When people say ‘be yourself’, it is subjective too. Sure they see a shade of you and it will never be you as you fully are or see yourself. But when they say just be yourself, it‘s usually a compliment. They might just mean they like you as they see you, and trust in your future ‘additions’. They might like the work in progress that they see. And we’re always in progress.
Reject · 31-35, M
@kimmy159 To change oneself is to make you other than what you are. Right? Now to add to one self is also to make you other than what you are, but it doesn’t change what you already were.

If you have an apple and I give you another. This doesn’t mean you don’t have an apple anymore. It means you now have two. However, if I take the apple you have away instead of giving you another. You are changed now. You don’t have any apple.

The difference is tricky to explain, but one makes you have less, which is a change from what was. The other makes you have more which is also a change from what was, but without changing what was.
kimmy159 · F
@Reject the first paragraph explained your vision enough ;p

The way I see it;
“Yourself” is a concept, not a more or less thing where change can be measured.
Whether you have 1 or 2 apples sometimes isn’t the point, the point is that you already had the seed for the apple tree. Endlessly adding to that, might not result in real progress.
Not that I’m saying that should always be the case. Even that is subjective.

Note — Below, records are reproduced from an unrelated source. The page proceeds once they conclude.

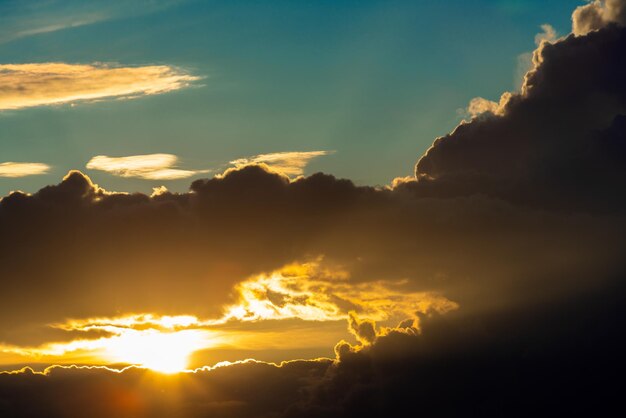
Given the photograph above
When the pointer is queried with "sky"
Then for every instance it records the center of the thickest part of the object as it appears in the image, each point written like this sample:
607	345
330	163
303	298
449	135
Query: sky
371	81
312	209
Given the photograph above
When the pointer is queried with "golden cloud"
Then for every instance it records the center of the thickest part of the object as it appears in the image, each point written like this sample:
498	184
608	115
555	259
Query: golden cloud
53	83
288	163
148	166
13	169
309	300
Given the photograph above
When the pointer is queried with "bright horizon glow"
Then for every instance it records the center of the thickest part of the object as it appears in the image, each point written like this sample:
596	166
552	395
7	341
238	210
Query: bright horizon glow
164	352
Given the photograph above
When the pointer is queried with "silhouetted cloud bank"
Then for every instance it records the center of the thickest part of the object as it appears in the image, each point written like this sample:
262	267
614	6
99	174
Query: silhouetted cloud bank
517	217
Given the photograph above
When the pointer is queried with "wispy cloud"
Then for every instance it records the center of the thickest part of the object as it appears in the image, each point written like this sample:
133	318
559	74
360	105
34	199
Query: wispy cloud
19	19
51	83
288	163
149	166
13	169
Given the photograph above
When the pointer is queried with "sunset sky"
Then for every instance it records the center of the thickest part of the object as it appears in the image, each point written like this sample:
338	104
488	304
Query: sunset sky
312	208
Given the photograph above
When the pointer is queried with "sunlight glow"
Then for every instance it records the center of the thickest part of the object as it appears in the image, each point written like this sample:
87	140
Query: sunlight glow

When you add to it, you’ll have a new self. When you change something, you’ll have a new self too.
Whatever really changed between the 2 versions is subjective to whether or not you give it value.
Others might not even see a difference, whereas you might experience it as an addition or something you’ve lost through change.
Or maybe we just agree to have a different take on the subject 😆
Reject · 31-35, M
@kimmy159 You keep pointing about subjectivity to make your case. You’re not wrong, these matters are subjective, but everything is. You can meet someone who believes the United States was established in 1777 and not 1776. Even facts themselves can be subjective. So what’s the difference here? One took away, the other didn’t. One said, I don’t like the fact of 1776. I’m going to change it to something else. The other said, I’m okay with that. There’s proof of it. I’m going to leave it as 1776 and learn something more. Both became new selves as you say, but they did it differently. One understood reality, the other didn’t even though this is ultimately subjective. To the one who changed things, 1777 is the reality.